Eingangsvoraussetzungen

Voraussetzung für den Lehrgang Ergotherapie sind:

  • Gesundheitliche Eignung (Bestätigung vom Hausarzt)
  • Fachoberschulreife (Realschulabschluss)
  • Fachhochschulreife bzw. allgemeine Hochschulreife (Fachabitur bzw. Abitur)

oder

  • Hauptschulabschluss und eine mindestens zweijährige abgeschlossene Berufsausbildung

Dringend erwünscht sind einschlägige praktische Erfahrungen im Berufsfeld, die im Rahmen:

  • eines Vorpraktikums (evtl. mit Berufsfachschul- bzw. Berufsschulbesuch)
  • eines freiwilligen sozialen Jahres
  • des Zivildienstes

oder auch

  • während eines Anstellungsverhältnisses erworben werden können.

Das ausbildungsbezogene Praktikum sollte in der Regel drei Monate für Abiturienten/Fachabiturienten und ein Jahr für Realschulabsolventen betragen. Entscheidend ist dabei, dass die Bewerberinnen und Bewerber die Möglichkeit hatten, ihre persönliche Eignung für die Arbeit mit Patienten und Menschen mit Behinderungen zu überprüfen und Einblicke in den beruflichen Alltag der Ergotherapie zu gewinnen.
Ebenfalls sehr wichtig: Je nach Eignung der Bewerberinnen/Bewerber sind individuelle Regelungen über die Dauer des Vorpraktikums nach vorheriger Absprache mit der Akademieleitung möglich.

Ausbildungsstruktur

Nach der gesetzlichen Ausbildungs- und Prüfungsverordnung dauert die Ausbildung drei Jahre. Der Lehrgang beginnt bei uns jeweils zum 1. Oktober eines Kalenderjahres.

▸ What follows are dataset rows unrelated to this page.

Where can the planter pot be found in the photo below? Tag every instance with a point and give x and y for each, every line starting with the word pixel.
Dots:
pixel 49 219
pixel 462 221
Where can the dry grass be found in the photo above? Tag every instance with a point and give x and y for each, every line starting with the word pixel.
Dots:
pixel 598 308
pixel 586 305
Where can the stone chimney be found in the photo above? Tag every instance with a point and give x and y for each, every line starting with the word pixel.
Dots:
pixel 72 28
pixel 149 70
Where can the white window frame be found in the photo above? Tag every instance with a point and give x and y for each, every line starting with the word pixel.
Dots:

Die Ausbildung umfasst insgesamt mindestens 4.400 Stunden, die sich in einen theoretischen, einen fachpraktischen und einen berufspraktischen Teil gliedern.

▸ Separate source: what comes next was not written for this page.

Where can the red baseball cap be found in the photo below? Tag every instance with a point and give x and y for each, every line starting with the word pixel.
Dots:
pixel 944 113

Praktische Berufsausbildung

Die praktische Berufsausbildung umfasst mindestens 1.700 Stunden und soll theoretische Kenntnisse und Fertigkeiten vertiefen sowie die Anwendung des erworbenen Wissens und die Handlungskompetenz in der beruflichen Praxis stärken.

Nach einer intensiven theoretischen und praktischen Einführungsphase wird bei uns mit zunehmendem Wissensstand die praktische Ausbildung am Patienten immer weiter intensiviert, so dass jede/jeder Lernende am Ende der Ausbildung auf fundierte praktische Erfahrungen zurückgreifen kann. Dadurch gelingt Ihnen ein leichterer Übergang in die Berufspraxis und Sie können nach dem Staatsexamen von Anfang an kompetent als Ergotherapeut tätig sein.

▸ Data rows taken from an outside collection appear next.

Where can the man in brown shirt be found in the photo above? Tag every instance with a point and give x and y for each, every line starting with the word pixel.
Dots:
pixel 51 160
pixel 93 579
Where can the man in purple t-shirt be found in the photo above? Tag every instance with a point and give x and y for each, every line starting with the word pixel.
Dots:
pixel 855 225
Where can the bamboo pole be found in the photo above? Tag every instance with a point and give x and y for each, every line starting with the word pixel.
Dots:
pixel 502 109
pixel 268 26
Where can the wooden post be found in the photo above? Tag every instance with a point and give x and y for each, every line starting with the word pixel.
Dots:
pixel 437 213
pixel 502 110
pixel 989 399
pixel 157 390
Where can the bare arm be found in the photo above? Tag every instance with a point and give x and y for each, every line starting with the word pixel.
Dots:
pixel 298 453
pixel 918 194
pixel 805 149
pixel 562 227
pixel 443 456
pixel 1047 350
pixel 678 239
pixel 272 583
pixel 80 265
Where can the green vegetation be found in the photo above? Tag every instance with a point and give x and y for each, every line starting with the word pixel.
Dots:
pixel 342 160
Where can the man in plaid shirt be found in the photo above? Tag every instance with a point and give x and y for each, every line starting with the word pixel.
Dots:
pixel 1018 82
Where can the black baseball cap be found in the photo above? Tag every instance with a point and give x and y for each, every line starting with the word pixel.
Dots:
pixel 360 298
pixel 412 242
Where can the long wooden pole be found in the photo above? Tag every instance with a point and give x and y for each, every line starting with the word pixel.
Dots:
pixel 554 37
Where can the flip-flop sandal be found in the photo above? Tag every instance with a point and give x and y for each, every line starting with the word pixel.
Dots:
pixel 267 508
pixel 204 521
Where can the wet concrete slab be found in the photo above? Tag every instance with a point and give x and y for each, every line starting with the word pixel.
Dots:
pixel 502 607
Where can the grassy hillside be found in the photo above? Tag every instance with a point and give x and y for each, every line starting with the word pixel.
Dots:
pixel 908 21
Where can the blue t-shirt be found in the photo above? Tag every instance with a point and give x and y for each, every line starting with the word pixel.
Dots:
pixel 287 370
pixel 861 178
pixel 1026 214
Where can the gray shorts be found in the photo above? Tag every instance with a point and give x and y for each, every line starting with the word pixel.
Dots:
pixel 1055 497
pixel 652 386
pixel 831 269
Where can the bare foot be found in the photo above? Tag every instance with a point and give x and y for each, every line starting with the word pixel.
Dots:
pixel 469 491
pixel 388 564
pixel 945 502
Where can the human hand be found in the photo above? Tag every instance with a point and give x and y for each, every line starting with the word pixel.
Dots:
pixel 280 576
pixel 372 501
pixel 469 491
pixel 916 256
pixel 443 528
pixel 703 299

Die praktische Berufsausbildung findet in den verschiedenen Arbeitsfeldern und nach Absprache zwischen Bildungsakademie, Praxisstellen und Lernenden statt.
Die praktische Berufsausbildung ist in verschiedene Kompetenzlevel eingeteilt:

  • Kliniken
  • Ergotherapeutische Praxen
  • Werkstätten für behinderte Menschen
  • Tagesstätten und Heime.

Vier Lernbereiche

Die theoretischen und fachpraktischen Lehrveranstaltungen unterteilen sich in vier Lernbereiche und umfassen mindestens 2.700 Stunden:

  • Ergotherapeutische Kernaufgaben
  • Ergotherapeutische Zielbereiche
  • Zielgruppen, Institutionen und Rahmenbedingungen ergotherapeutischer Arbeit
  • Ausbildungs- und Berufssituationen von Ergotherapeutinnen und Ergotherapeuten.

Staatliche Abschlussprüfung - Staatsexamen

Nach Abschluss der Ausbildung erfolgt die Prüfung vor einem staatlichen Prüfungsausschuss, der unter dem Vorsitz eines leitenden Medizinalbeamten an der Bildungsakademie für Therapieberufe gebildet wird.

Kosten

Die Lehrgangsgebühren liegen derzeit bei 395 Euro pro Monat.

Bei der Ergotherapie kommt noch ein monatliches Materialgeld (Verbrauchsmaterialien) von 30 Euro hinzu.

Es entstehen weitere Kosten für Literatur, Kopien, Fahrten, Exkursionen, Eintritte etc.

Ferien

Die Ferien werden durch die Akademieleitung festgelegt und betragen ca. acht Wochen jährlich.